You could also study action writing a little bit to drive that part of the script home visually a little better.
Another suggestion would be to add something that has a bit of an emotional impact. Make us care a little bit about this girl. Right now we don't. She just comes across as a ditz who ignores curfews. Give us something about her that we can care about so we at least have someone to root for and feel something when she turns into a zombie.
I think we also need a reason for why she's out this late. Maybe a friend was in trouble and she had to visit that friend? Maybe her car broke down so she has to try to get home through this zombie infested area by foot? Whatever, give us a reason for the situation and try to raise the stakes.
Welcome to SS. This is a great place to learn screenwriting. Especially if you're willing to learn.
I'm with Angry Bear... the formatting is immeadiately challenging, you need to read some scripts, maybe some screenwriting articles/books etc.

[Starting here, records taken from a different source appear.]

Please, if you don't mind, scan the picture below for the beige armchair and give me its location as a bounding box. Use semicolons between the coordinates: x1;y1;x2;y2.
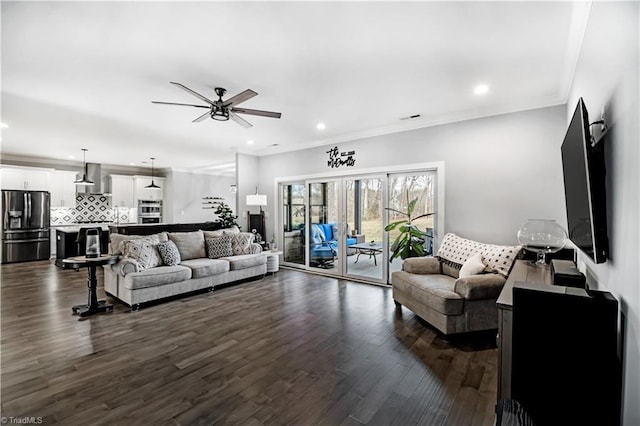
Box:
392;233;521;335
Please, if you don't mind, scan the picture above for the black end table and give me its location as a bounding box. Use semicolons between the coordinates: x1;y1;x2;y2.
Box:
62;254;119;317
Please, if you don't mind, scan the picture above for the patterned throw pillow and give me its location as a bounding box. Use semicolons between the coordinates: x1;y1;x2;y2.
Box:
231;232;255;255
157;240;181;266
206;236;233;259
123;239;163;270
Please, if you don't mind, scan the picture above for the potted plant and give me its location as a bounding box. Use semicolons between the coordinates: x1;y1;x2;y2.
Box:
385;196;435;262
214;201;239;228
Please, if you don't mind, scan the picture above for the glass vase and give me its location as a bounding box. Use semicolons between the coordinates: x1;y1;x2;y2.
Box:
517;219;567;265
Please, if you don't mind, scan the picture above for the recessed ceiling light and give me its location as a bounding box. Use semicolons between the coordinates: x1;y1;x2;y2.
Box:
1;123;8;128
474;84;489;95
129;162;136;166
247;140;255;145
316;122;326;130
68;155;75;159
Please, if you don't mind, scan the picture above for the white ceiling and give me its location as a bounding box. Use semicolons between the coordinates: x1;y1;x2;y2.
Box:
1;1;589;175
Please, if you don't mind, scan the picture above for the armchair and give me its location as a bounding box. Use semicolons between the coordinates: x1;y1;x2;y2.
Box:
308;223;358;267
392;233;522;335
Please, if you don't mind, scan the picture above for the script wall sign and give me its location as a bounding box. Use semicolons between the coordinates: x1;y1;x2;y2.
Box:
326;146;356;168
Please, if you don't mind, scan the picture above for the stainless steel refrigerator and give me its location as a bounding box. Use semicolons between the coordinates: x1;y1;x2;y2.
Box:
1;190;50;263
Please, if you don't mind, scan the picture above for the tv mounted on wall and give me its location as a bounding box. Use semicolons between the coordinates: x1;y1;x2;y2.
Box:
561;97;609;264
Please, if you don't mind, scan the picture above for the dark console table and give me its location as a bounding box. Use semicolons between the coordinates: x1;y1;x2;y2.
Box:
496;260;621;425
62;254;119;317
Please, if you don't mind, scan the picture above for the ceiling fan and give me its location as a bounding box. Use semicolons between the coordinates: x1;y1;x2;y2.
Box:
152;82;282;128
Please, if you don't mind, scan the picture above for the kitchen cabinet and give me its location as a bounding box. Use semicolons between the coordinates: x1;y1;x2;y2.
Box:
50;170;78;207
110;175;135;207
0;166;52;191
134;176;164;201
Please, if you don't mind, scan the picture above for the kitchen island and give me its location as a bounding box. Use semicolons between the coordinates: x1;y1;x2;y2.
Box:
54;225;112;268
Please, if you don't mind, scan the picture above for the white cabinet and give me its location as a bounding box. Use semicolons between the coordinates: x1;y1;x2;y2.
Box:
110;175;135;207
0;167;52;191
134;176;165;201
50;171;78;207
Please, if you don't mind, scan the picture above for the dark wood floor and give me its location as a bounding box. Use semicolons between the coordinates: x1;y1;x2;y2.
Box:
1;260;498;425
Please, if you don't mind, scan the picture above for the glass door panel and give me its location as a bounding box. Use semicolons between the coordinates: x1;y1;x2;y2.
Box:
282;183;305;266
387;172;437;277
345;176;385;283
307;180;342;274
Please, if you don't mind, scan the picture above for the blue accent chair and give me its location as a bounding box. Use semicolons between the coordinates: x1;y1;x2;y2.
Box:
309;223;357;267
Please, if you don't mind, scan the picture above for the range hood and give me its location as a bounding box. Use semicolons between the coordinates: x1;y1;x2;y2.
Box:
76;163;110;195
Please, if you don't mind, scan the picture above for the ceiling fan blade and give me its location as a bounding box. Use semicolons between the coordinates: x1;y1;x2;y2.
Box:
152;101;209;108
229;111;253;128
170;81;216;105
223;89;258;107
192;111;210;123
231;107;282;119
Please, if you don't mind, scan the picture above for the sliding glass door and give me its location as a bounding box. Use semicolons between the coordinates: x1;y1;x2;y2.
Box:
307;179;343;275
387;172;438;275
279;169;438;284
344;175;386;283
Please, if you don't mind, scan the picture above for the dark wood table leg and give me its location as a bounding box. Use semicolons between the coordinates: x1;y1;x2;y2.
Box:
71;265;113;317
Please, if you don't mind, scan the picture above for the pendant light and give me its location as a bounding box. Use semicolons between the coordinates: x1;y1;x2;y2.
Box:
74;148;94;186
145;157;161;189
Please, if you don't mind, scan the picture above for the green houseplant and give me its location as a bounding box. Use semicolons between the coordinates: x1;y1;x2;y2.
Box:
214;201;239;229
385;197;435;262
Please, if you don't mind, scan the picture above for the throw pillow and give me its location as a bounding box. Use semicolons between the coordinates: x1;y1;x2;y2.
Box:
157;240;181;266
231;232;254;255
168;230;206;260
437;233;522;277
206;235;233;258
459;252;486;277
122;239;163;270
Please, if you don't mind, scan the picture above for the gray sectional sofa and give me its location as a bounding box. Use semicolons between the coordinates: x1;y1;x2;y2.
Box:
104;227;267;309
392;233;522;335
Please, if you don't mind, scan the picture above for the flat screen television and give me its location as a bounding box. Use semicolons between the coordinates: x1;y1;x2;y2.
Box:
561;97;609;264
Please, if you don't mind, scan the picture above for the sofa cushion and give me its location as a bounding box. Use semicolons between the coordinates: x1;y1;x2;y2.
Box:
206;235;233;258
220;253;266;271
437;233;521;277
222;226;240;235
123;265;192;290
168;230;206;260
393;271;463;315
181;258;230;278
122;239;163;270
203;229;225;239
157;240;181;266
110;232;168;255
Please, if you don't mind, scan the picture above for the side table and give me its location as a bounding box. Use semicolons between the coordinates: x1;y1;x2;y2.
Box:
265;250;283;274
62;254;119;317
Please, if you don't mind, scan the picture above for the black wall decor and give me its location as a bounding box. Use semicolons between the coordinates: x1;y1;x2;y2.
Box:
327;146;356;168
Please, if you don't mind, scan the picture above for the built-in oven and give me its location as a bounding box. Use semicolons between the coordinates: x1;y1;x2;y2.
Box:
139;216;161;224
138;200;162;224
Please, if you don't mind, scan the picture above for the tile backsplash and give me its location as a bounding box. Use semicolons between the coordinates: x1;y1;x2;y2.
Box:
50;194;133;225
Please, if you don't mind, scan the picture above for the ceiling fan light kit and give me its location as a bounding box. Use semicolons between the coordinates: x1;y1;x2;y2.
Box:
152;82;281;128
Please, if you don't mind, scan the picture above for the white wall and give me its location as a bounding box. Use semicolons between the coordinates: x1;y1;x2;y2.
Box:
165;170;236;224
236;153;260;232
259;105;567;246
567;3;639;424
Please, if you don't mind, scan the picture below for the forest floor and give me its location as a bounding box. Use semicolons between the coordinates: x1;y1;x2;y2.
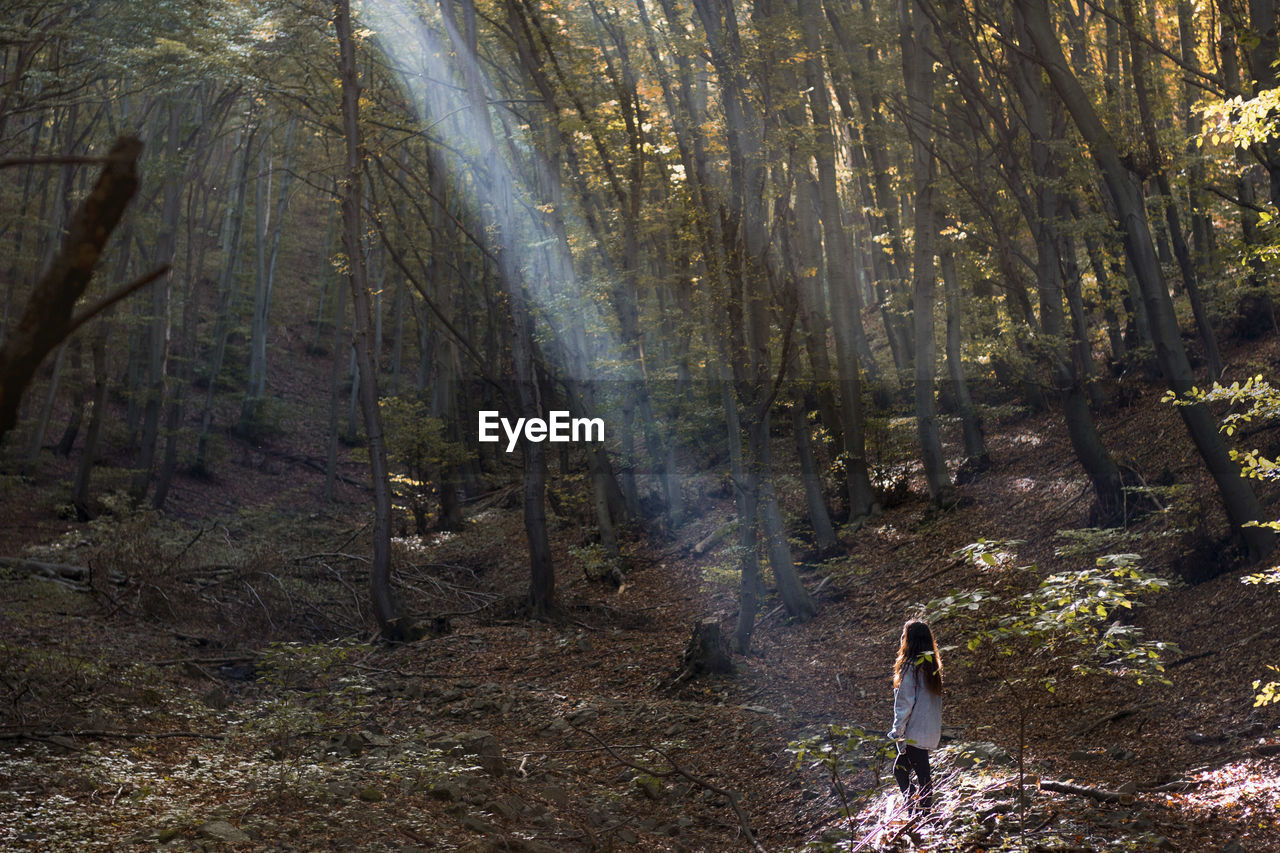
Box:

I'm not being picky BUT if you have the greatest short in the world, you run the risk of a reader giving up before they discover it's so good.
So I'll leave the formatting and let you re-write it properly.
Story, like the idea of a repellant, I've seen a ton of zombie movies and not sure i've seen that device before. You could have had some fun with the aerosol not working, the nozzle jamming or something and built up the tension of the fight.
But you don't really build on it... the scene looks like it may be the pro-logue to something longer? As it is it feels fairly generic I'm afraid.